Create several folders inside this bucket, one for each customer
Setup a file transfer mechanism (I believe I'd have to use S3's SDK somehow)
Provide a client application for each customer, so that they can run it at their side to upload the files to their specific folders inside the bucket
This last point is easy on SFTP, since you can set a "root" folder for each user so that when the user connects to the server it automatically lands on its appropriate folder. Not sure if something of this sort can be worked out on S3. Also the file transfer mechanism would have to not only provide credentials to access the bucket, but also "sub-credentials" to access the folder.
I have been digging into S3 but couldn't quite figure out if this whole idea is (a) feasible and (b) practical. The other limitation with my original SFTP solution is that by definition an SFTP server is a single point of failure, which I'd be glad to avoid. I'd be thrilled if someone could shed some light on this (btw, other solutions are also welcomed).
Note that I am trying to eliminate the SFTP server altogether, and not mount an S3 bucket as the "root folder" for the SFTP server.
Thank you
You can create an S3 policy that will grant access only to certain prefix ("folder" in your plan). The only thing your customers need is permission to do PUT request. For each customer you will also need to create a set of access keys.
It seems you're overcomplicating. If SFTP is a bottleneck and is not redundant, you can always create a scale group (with ELB or DNS round-robin in front of it) and mount S3 to EC2 instances with sshfs or goofys. If cost is not an issue here, you can even mount EFS as NFS share.
AWS has an example configuration here that seems like it may meet your needs pretty well.
I think you're definitely right to consider s3 over a traditional SFTP setup.

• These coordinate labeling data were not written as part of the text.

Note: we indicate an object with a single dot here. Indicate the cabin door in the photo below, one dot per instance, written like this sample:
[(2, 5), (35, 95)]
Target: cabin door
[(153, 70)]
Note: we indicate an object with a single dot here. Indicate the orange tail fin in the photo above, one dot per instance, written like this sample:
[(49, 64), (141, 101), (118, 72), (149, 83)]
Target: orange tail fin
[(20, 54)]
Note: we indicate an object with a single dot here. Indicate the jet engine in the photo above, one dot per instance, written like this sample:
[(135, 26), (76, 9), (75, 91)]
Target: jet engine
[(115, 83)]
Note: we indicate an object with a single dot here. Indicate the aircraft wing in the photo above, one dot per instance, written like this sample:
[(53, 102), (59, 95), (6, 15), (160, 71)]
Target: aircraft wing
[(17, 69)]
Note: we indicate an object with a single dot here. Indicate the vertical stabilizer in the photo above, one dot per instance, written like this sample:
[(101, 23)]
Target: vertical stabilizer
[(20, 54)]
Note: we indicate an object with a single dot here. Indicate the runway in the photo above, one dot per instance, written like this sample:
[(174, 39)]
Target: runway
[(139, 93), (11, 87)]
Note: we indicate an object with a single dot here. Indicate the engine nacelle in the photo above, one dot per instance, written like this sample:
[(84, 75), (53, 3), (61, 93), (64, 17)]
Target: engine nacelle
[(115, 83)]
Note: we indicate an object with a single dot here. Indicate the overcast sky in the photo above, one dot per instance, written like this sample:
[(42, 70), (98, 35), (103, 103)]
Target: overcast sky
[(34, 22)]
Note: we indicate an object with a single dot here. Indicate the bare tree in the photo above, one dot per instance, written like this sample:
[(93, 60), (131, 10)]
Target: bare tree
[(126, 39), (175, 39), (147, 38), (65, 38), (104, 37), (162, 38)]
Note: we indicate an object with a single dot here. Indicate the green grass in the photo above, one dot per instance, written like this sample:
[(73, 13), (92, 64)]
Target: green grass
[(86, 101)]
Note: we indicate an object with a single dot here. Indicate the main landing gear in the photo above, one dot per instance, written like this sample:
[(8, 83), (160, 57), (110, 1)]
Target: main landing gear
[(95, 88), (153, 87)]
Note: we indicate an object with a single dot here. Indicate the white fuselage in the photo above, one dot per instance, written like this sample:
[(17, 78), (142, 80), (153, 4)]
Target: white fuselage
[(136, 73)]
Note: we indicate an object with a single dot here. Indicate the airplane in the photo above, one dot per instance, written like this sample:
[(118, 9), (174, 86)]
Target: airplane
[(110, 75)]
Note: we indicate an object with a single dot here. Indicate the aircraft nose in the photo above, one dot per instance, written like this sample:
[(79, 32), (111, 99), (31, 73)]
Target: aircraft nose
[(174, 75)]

If you do go with a server-based approach, I agree with Sergey's answer -- an auto-scaling group of servers backed by shared EFS storage. You will, of course, have to own maintenance of those servers, which may or may not be an issue depending on your expertise and desire to do so.
A pure s3 solution, however, will almost certainly be cheaper and require less maintenance in the long-run.
There is now an AWS managed SFTP service in the AWS Transfer family.
https://aws.amazon.com/blogs/aws/new-aws-transfer-for-sftp-fully-managed-sftp-service-for-amazon-s3/
Today we are launching AWS Transfer for SFTP, a fully-managed, highly-available SFTP service. You simply create a server, set up user accounts, and associate the server with one or more Amazon Simple Storage Service (S3) buckets. You have fine-grained control over user identity, permissions, and keys. You can create users within Transfer for SFTP, or you can make use of an existing identity provider. You can also use IAM policies to control the level of access granted to each user. You can also make use of your existing DNS name and SSH public keys, making it easy for you to migrate to Transfer for SFTP. Your customers and your partners will continue to connect and to make transfers as usual, with no changes to their existing workflows.